Italy

St. Catherine of Bologna: Patron Saint of Artists

The other day I received an email with some great news–one of my short stories will be published in the spring 2020 issue of Aji magazine. While all my travels in some way inform my fiction writing, this is the first of my shorts to be published that is directly inspired by a specific visit to a place. That place: Bologna, Italy.

More accurately: my pitstop to see St. Catherine of Bologna at the Chiesa della Santa.

It would be difficult for any writer to behold the incorruptible body of St. Catherine and not be inspired. For starters, she’s the patron saint of artists, among other things. But she’s also just creepy-looking. I mean, come on–she’s a 550+ year old corpse dressed in a pristine wimple and habit who is propped up on a golden throne and stored in a glass box. The little room where she lives is filled with various relics (note: relics=bones).
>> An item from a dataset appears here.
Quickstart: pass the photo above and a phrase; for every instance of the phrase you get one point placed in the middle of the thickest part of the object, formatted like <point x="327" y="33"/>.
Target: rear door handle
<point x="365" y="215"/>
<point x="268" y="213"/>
Let’s just say it raises a lot of questions, even for someone who isn’t a writer.

The church itself is an interesting place. From the outside it just looks like the rest of Bologna–an exterior of reddish-gray brick and an ornate entrance. If it weren’t for a small plaque mounted on a wall, we would have likely walked right by it. Inside, it looks like every European Catholic church: Baroque, lots of sculptures and paintings, soaring ceilings, the classic church architecture. It was built between 1477 and 1480 by Nicolò Marchionne da Firenze and Francesco Fucci da Doccia. It was restored in 1687 by by architect G. Giacomo Monti. Of course, like much of Bologna, the church was damaged by bombings during World War II.

In addition to being the home of St. Catherine (note that there are specific hours during which you can visit her), the Chiesa also houses a museum devoted to nurses and nursing, and it contains the grave of Luigi Galvani (physician and physicist who studied electricity in animal tissues) and Laura Bassi (academic and physicist–the second woman in the world to earn a philosophy doctorate).

And so as the year draws to an end, I was thrilled to get the news that Aji will publish my story, but also excited that visiting St. Catherine turned out to be very lucky indeed. She really is the patron saint of artists!